Baker’s Clay (no bake recipe)
2 cups flour
1 cup salt
1/2 cup water
2 TBS vegetable oil
Combine the salt and flour in a large flat-bottomed bowl. Slowly add the water, mixing as you pour. Additional water may be necessary to obtain the right consistency. Too much water will make the dough too sticky to work with. Form the dough into a ball. Knead the dough for 10 minutes. Students can use shells, leaves, sticks, or other objects to press into small pieces of the dough, making their own fossils.
Original Dinosaur Creations
11 x 17 sheet of paper for each child
Put children in groups of three. Fold each piece of paper into thirds before passing the papers to the students. Keeping the papers folded, have the first child draw a dinosaur head onto the top section. When everyone is finished with the head, manipulate the paper so that the head is hiding, but the middle section is exposed. Then, the next student draws a dinosaur body onto the paper. Fold the paper again so that the bottom sections is showing and pass the paper to the third child in the group. This time, the legs and feet will be added.

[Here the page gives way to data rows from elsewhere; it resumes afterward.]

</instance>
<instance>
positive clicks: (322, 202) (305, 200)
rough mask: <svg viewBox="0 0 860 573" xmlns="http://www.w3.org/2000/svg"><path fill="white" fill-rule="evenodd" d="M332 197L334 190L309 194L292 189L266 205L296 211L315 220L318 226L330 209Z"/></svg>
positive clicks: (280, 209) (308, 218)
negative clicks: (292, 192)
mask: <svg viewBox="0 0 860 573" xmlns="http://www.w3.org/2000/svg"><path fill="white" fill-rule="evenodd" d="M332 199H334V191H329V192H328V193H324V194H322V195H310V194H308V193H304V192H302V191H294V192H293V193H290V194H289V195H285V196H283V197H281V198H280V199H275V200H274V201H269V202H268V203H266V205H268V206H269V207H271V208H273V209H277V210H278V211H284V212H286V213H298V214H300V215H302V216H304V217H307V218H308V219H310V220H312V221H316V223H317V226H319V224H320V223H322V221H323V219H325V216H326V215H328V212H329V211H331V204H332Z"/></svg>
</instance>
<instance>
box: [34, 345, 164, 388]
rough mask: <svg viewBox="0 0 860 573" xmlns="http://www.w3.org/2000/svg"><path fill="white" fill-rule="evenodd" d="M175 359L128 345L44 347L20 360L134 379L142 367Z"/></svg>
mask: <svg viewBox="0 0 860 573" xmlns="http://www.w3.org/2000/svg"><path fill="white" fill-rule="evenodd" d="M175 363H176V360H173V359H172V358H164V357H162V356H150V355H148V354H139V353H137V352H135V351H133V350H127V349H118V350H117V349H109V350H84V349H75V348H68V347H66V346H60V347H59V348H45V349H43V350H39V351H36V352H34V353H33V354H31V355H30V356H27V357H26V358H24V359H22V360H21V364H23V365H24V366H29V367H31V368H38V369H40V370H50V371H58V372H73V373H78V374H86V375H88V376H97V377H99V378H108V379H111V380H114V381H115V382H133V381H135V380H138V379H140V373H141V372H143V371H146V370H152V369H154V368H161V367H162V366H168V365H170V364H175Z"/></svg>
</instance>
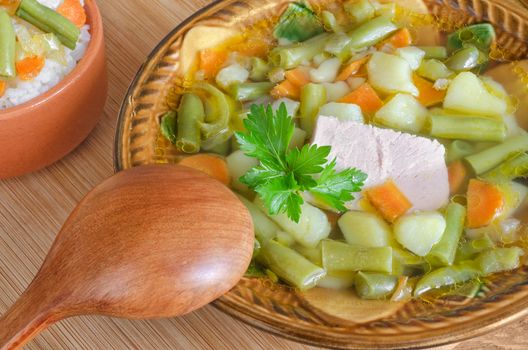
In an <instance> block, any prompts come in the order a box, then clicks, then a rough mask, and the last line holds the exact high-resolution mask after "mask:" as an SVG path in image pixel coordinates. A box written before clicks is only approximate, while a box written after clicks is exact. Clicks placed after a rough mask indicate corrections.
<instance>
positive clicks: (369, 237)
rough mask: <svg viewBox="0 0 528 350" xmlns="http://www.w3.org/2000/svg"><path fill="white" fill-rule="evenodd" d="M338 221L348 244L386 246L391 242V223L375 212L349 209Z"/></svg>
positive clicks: (356, 244) (366, 246) (339, 218)
mask: <svg viewBox="0 0 528 350" xmlns="http://www.w3.org/2000/svg"><path fill="white" fill-rule="evenodd" d="M337 223H338V225H339V228H340V229H341V232H342V233H343V236H344V237H345V240H346V241H347V243H348V244H351V245H359V246H363V247H386V246H389V244H390V241H391V229H390V227H389V225H387V223H386V222H385V221H383V220H382V219H381V218H380V217H379V216H377V215H375V214H373V213H368V212H361V211H349V212H347V213H345V214H344V215H343V216H341V217H340V218H339V220H338V221H337Z"/></svg>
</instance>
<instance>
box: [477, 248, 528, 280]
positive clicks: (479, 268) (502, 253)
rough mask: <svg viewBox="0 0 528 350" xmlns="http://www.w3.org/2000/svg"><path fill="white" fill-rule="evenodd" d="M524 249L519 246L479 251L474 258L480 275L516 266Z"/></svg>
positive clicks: (518, 261)
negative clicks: (478, 269) (478, 253)
mask: <svg viewBox="0 0 528 350" xmlns="http://www.w3.org/2000/svg"><path fill="white" fill-rule="evenodd" d="M523 255H524V251H523V250H522V249H521V248H519V247H510V248H495V249H491V250H488V251H485V252H483V253H481V254H480V255H479V256H478V257H477V259H476V260H475V262H476V264H477V266H478V268H479V269H480V271H481V273H482V275H484V276H488V275H491V274H493V273H496V272H502V271H510V270H514V269H516V268H518V267H519V266H520V265H521V263H520V257H521V256H523Z"/></svg>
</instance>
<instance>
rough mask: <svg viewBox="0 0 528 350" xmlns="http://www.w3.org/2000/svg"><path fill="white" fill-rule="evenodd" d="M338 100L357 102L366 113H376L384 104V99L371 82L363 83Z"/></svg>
mask: <svg viewBox="0 0 528 350" xmlns="http://www.w3.org/2000/svg"><path fill="white" fill-rule="evenodd" d="M338 102H343V103H353V104H356V105H358V106H359V107H361V110H362V111H363V112H364V113H374V112H376V111H377V110H378V109H380V108H381V107H382V106H383V101H382V100H381V98H380V97H379V95H378V94H377V92H376V91H375V90H374V89H373V88H372V86H370V84H369V83H363V84H362V85H361V86H360V87H358V88H357V89H356V90H354V91H352V92H351V93H349V94H348V95H346V96H344V97H342V98H340V99H339V101H338Z"/></svg>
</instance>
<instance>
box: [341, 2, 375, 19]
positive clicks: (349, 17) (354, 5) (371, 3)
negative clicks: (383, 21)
mask: <svg viewBox="0 0 528 350" xmlns="http://www.w3.org/2000/svg"><path fill="white" fill-rule="evenodd" d="M343 7H344V9H345V12H346V14H347V15H348V17H349V18H350V19H351V20H352V22H354V23H356V24H358V23H363V22H365V21H368V20H369V19H371V18H372V17H374V15H375V14H376V8H375V7H374V5H372V3H371V2H370V1H369V0H349V1H347V2H345V3H344V4H343Z"/></svg>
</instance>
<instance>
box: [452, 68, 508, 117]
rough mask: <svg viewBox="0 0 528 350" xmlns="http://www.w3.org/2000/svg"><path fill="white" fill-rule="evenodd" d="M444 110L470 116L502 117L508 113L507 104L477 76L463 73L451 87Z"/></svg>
mask: <svg viewBox="0 0 528 350" xmlns="http://www.w3.org/2000/svg"><path fill="white" fill-rule="evenodd" d="M444 108H447V109H452V110H455V111H460V112H462V113H468V114H476V115H482V116H490V117H501V116H503V115H504V114H506V112H507V102H506V101H505V100H503V99H501V98H499V97H497V96H495V95H493V94H492V93H490V92H489V91H488V90H487V89H486V86H485V85H484V83H483V82H482V81H481V80H480V79H479V78H478V77H477V76H476V75H475V74H473V73H471V72H463V73H460V74H458V75H457V76H456V78H455V79H453V81H452V82H451V84H450V85H449V88H448V89H447V95H446V98H445V100H444Z"/></svg>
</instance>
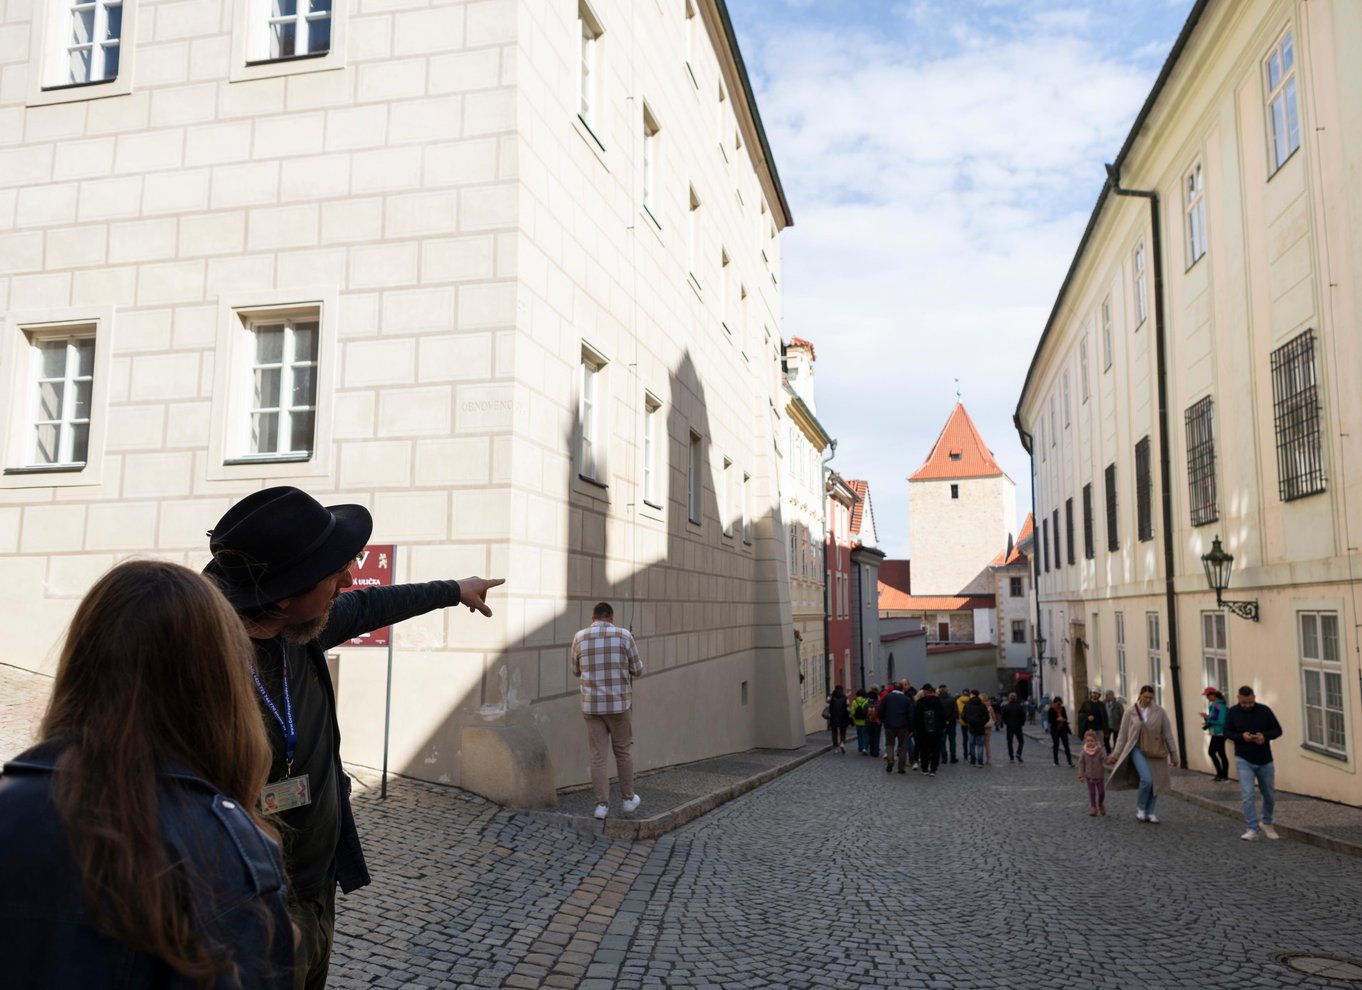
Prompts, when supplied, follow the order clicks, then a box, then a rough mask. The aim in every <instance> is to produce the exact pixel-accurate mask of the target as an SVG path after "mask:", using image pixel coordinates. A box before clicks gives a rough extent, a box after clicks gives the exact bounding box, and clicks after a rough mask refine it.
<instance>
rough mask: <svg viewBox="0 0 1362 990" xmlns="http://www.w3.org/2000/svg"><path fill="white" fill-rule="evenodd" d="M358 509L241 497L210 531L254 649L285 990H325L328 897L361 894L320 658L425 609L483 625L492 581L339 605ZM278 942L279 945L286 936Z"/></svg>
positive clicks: (355, 546) (389, 592)
mask: <svg viewBox="0 0 1362 990" xmlns="http://www.w3.org/2000/svg"><path fill="white" fill-rule="evenodd" d="M372 531H373V519H372V516H370V515H369V511H368V509H366V508H365V507H362V505H326V507H324V505H321V504H320V502H319V501H317V500H316V498H313V497H312V496H309V494H306V493H305V492H301V490H298V489H296V488H287V486H283V488H270V489H264V490H263V492H256V493H253V494H249V496H247V497H245V498H242V500H241V501H240V502H237V504H236V505H233V507H232V508H230V509H227V513H226V515H225V516H222V519H221V520H218V524H217V526H215V527H214V528H212V530H210V531H208V549H210V550H211V552H212V561H211V562H210V564H208V565H207V566H206V568H204V573H206V575H208V576H210V577H212V579H214V580H215V581H217V583H218V587H219V588H222V592H223V595H226V598H227V601H229V602H230V603H232V606H233V607H234V609H236V610H237V614H238V616H241V622H242V625H244V626H245V629H247V633H248V635H249V636H251V639H252V641H253V645H255V659H256V666H255V670H253V671H252V673H253V674H255V684H256V693H257V694H259V697H260V708H262V712H263V714H264V723H266V729H267V731H268V733H270V739H271V744H272V745H274V767H272V768H271V771H270V783H268V784H267V786H266V788H264V793H263V794H262V795H260V798H262V803H263V805H264V806H266V808H271V809H279V820H281V823H282V824H283V829H282V832H283V854H285V862H286V865H287V872H289V881H290V888H291V889H290V911H291V914H293V919H294V922H296V923H297V926H298V929H300V931H301V941H300V942H298V946H297V949H296V952H294V987H297V990H312V989H313V987H317V989H320V987H324V986H326V982H327V970H328V964H330V960H331V938H332V930H334V919H335V888H336V885H338V884H339V885H340V889H342V891H345V892H346V893H350V892H351V891H355V889H358V888H361V887H364V885H365V884H368V882H369V872H368V867H366V866H365V862H364V851H362V850H361V848H360V836H358V832H357V831H355V827H354V817H353V814H351V812H350V778H349V776H346V773H345V769H342V767H340V729H339V724H338V722H336V704H335V692H334V690H332V686H331V678H330V675H328V673H327V666H326V651H327V650H330V648H332V647H336V645H339V644H342V643H345V641H347V640H351V639H354V637H357V636H360V635H362V633H366V632H370V630H373V629H381V628H383V626H385V625H391V624H394V622H400V621H402V620H405V618H411V617H413V616H421V614H424V613H426V611H432V610H434V609H445V607H449V606H455V605H460V603H462V605H466V606H469V610H470V611H481V613H482V614H484V616H490V614H492V610H490V609H489V607H488V605H486V601H485V596H486V592H488V590H489V588H494V587H496V586H498V584H501V583H503V580H501V579H485V577H466V579H463V580H460V581H426V583H424V584H398V586H392V587H387V588H381V587H373V588H365V590H362V591H357V592H354V594H347V595H342V594H340V592H343V591H345V590H346V588H349V587H350V586H351V579H350V565H351V562H353V561H354V558H355V557H357V556H358V554H360V552H361V550H362V549H364V546H365V543H368V542H369V534H370V532H372ZM283 937H287V934H286V933H285V936H283Z"/></svg>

Encourage students to draw from the top to the bottom of their section, filling in as much of the paper as possible. Once complete, have the group unfold their paper and give their new dinosaur a name. They can decide if it is a herbivore, carnivore, or omnivore. Reinforce the concept of teamwork as the student’s pass the papers to their neighbors. Groups can their share their creations with the class, helping students work on speaking and sharing information before a group.
Hang up a large piece of butcher paper. Provide students with dinosaur shape sponges or art materials to make dinosaurs along the paper. The students can then come back and add grass, trees, or other background material to develop their dinosaur scene. The project can either be left up as an open art center, or you can move assigned groups to the paper at set intervals to add their inspiration to the creation. As an ongoing art activity, your student’s creativity can flourish, and they can practice working with their classmates to make a complete picture.
Fun Dinosaur Facts
- Tyrannosaurus’ front arms were so short that they couldn’t reach their mouth.
- Dinosaur fossils have been found on every continent.
- One of the oldest known fossils was of blue-green algae. It was 3400 million years old.
- One of the smallest dinosaur fossils ever found was the size of a robin. It belonged to a baby Mussaurus which means "mouse lizard".
- It is believed that an Apatosaurus may have eaten up to 1 3/4 tons of plants every day.
- In 1971, scientists found quite an interesting fossil. It was of a Protoceratops and Velociraptor in a battle. The Velociraptor was still gripping the frill of the Protoceratops with its strong claws.